Breakfast is the first meal taken after rising from a night's sleep, most often eaten in the early morning before undertaking the day's work. The Old English word for dinner, disner, means to break a fast, and was the first meal eaten in the day until its meaning shifted in the mid-13th century. It was not until the 15th century that “breakfast” came into use in written English to describe a morning meal, which literally means to break the fasting period of the prior night; in Old English the term was morgenmete meaning "morning meal."

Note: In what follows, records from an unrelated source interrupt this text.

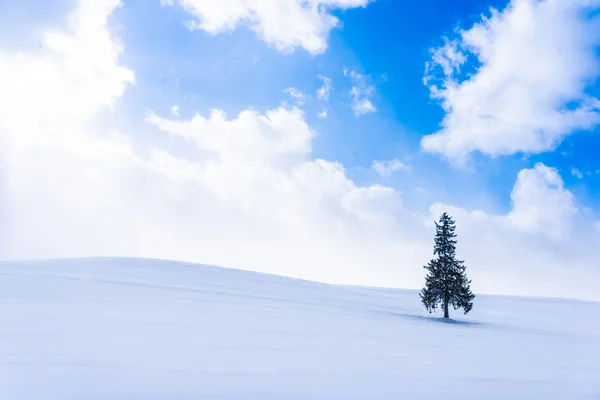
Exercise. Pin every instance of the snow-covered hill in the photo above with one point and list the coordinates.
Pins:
(146, 329)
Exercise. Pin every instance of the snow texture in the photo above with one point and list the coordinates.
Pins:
(148, 329)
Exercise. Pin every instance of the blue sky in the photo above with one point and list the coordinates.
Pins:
(121, 128)
(387, 41)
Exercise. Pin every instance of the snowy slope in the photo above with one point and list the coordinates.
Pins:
(144, 329)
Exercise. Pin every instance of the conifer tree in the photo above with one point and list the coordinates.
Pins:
(446, 282)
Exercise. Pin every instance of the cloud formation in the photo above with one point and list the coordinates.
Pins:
(534, 61)
(387, 168)
(361, 93)
(250, 194)
(285, 24)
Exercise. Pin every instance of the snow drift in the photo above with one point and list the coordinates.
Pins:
(148, 329)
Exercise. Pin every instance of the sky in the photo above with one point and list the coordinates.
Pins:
(316, 139)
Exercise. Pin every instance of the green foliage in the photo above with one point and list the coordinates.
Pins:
(446, 282)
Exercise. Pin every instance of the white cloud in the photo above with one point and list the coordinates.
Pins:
(576, 173)
(534, 188)
(536, 58)
(298, 97)
(253, 197)
(325, 90)
(285, 24)
(360, 93)
(387, 168)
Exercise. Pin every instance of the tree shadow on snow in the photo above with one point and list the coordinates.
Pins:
(440, 320)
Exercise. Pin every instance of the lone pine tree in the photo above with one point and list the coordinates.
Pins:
(446, 282)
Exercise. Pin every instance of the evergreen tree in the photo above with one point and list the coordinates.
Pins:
(446, 282)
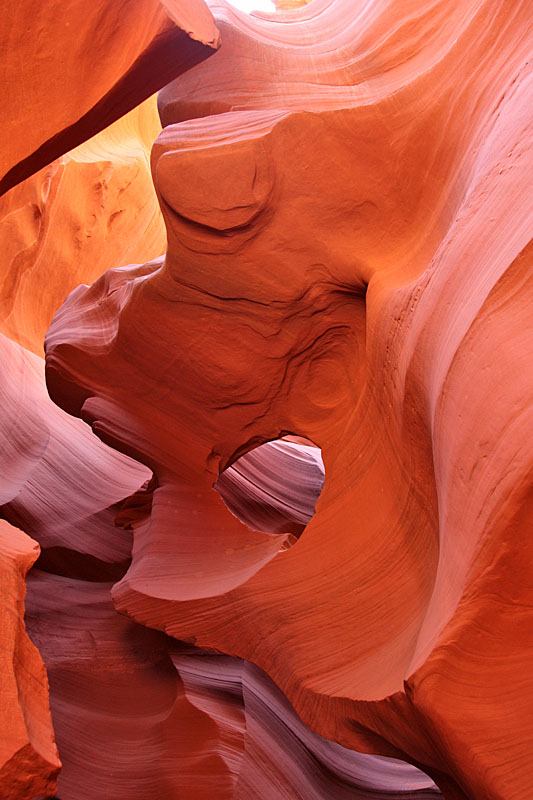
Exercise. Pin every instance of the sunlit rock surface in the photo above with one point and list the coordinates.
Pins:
(70, 69)
(346, 190)
(348, 206)
(66, 224)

From archeological evidence at Neolithic sites we know that there was an early reliance on cereal grains once agriculture had begun. Neolithic peoples used quern-stones to grind the hulled grains, then boiled them to make a kind of porridge. The domesticating of crops is thought to have begun in the Fertile Crescent around 7000 BC. Three of the eight so-called founder crops are cereals – emmer wheat, einkorn wheat, and barley.Rye and oats were cultivated in Europe starting in the early Neolithic in Anatolia before spreading to the rest of Europe in the Iron age and Bronze Age.

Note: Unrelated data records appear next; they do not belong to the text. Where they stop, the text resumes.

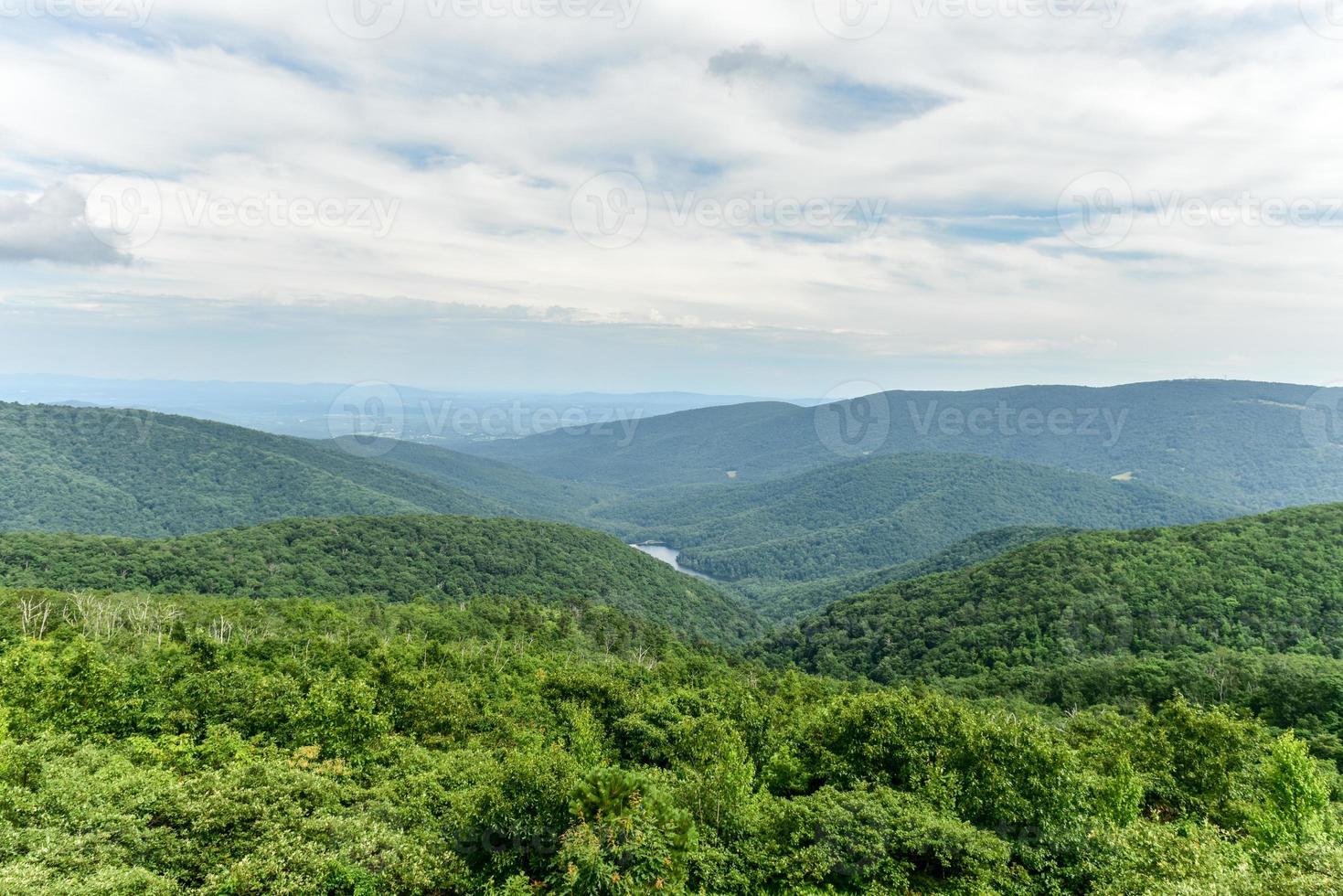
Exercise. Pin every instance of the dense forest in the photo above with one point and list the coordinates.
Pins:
(879, 512)
(1259, 584)
(293, 747)
(394, 558)
(144, 475)
(787, 602)
(1226, 443)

Peasants ate a daily meal, most likely in the morning, consisting of beer, bread, and onions before they left for work in the fields or work commanded by the pharaohs.

In Greek literature, Homer makes numerous mentions of ariston, a meal taken not long after sunrise. The Iliad notes this meal with regard to a labor-weary woodsman eager for a light repast to start his day, preparing it even as he is aching with exhaustion. The opening prose of the 16th book of The Odyssey mentions breakfast as the meal being prepared in the morning before attending to one’s chores. Eventually ariston was moved to around noon, and a new morning meal was introduced.